Data driven marketing programs which unite tangible rewards and special benefits are meant to change behavior. And the outcome of the behavior change should render a business benefit for the company sponsoring the program and create feelings of affinity and goodwill from the people whose behavior changed towards the sponsoring outfit.
Practitioners call the resulting schema a Loyalty Program. if you prefer, you can call it a Rewards Program, Incentive Program, or Sales Performance Program. The name is less important than the definition. You could call it a “mileage give-away program” and I wouldn’t care (though that is a really awkward name that will not win you any awards).
I would care greatly if you commence the slide down the loyalty slippery slope by allowing “margin cannibalization” to sap confidence from your mission or think you can offer rewards to customers which you engineer to be unredeemable, whether through program rules or by the reward structure itself. These are characteristics of poorly designed programs, not the genre itself.
The days are gone when any customer will be tricked, bribed, or tempted into any behavior change that will benefit your business long enough to reach annual targets. Short term promotions meant to trigger impulse purchases or to shift share from a competitor will have effect until the promotion expires.
If you are content to string together multiple promotions, discounts, rebates, and give-aways and call it a marketing strategy, then you will find yourself running on a treadmill without a pause button. Stop the promos & you risk losing revenues and market share.
Successful loyalty programs are being more tightly integrated into Customer Experience than ever. If you can establish an in-store relationship worth preserving in the eyes of your customer, you can reinforce it with the loyalty program and leverage it to achieve multiple business objectives including acquisition, cross-sell, and retention. Without this integration, you risk the loyalty program being evaluated as a subset of price and more easily tossed aside as the result of a poor service interaction.
Some customers want to talk to you, others don’t. A well structured and executed Loyalty program provides the platform for the boisterous to become advocates and the shy to at least voice an opinion. Why pay money for a research panel when you can solicit candid opinions from those who are interacting with you and a have a factual basis for their praise or criticism? Surveying those whose level of interaction can’t be documented quantitatively is a gauge of brand awareness but not much more.
Put on your consumer hat. You will come to understand that Loyalty Programs should not recklessly collect data and let it sit idle or be used to support invasive marketing. Loyalty done right encourages behaviors which are profitable for the business and positive for the consumer. If any behaviors encouraged are harmful or have negative impact on the customer, throw it out of your offer matrix.
As we redefine Loyalty, we should take the high road. Agreement on business objectives is the right starting point, and filtering behavior change with your customer hat on will lead to value proposition creation that will stand the test of time.
You’ll notice that I have said nothing here of points or financial liability.

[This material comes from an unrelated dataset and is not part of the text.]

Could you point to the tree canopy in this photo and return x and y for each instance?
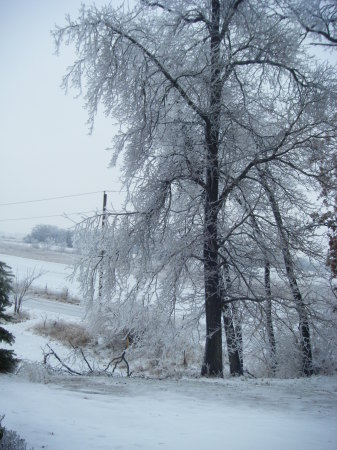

That’s because Loyalty 201 can be executed using tangible benefits beyond points, and new avenues of cost-sharing are being explored every day to keep ROI in the conversation.
Walk yourself through the tenets of Loyalty 201 above and, if your program varies in one or more areas, consider it time for some tweaking if not a redesign.
It’s so simple. As the Good Book says, “wide is the road that leads to destruction, but small is the gate and narrow the road that leads to life (for this metaphor, success with your customers). Scripture also says of the narrow gate that “only a few find it” – that doesn’t have to be the case in Loyalty Marketing.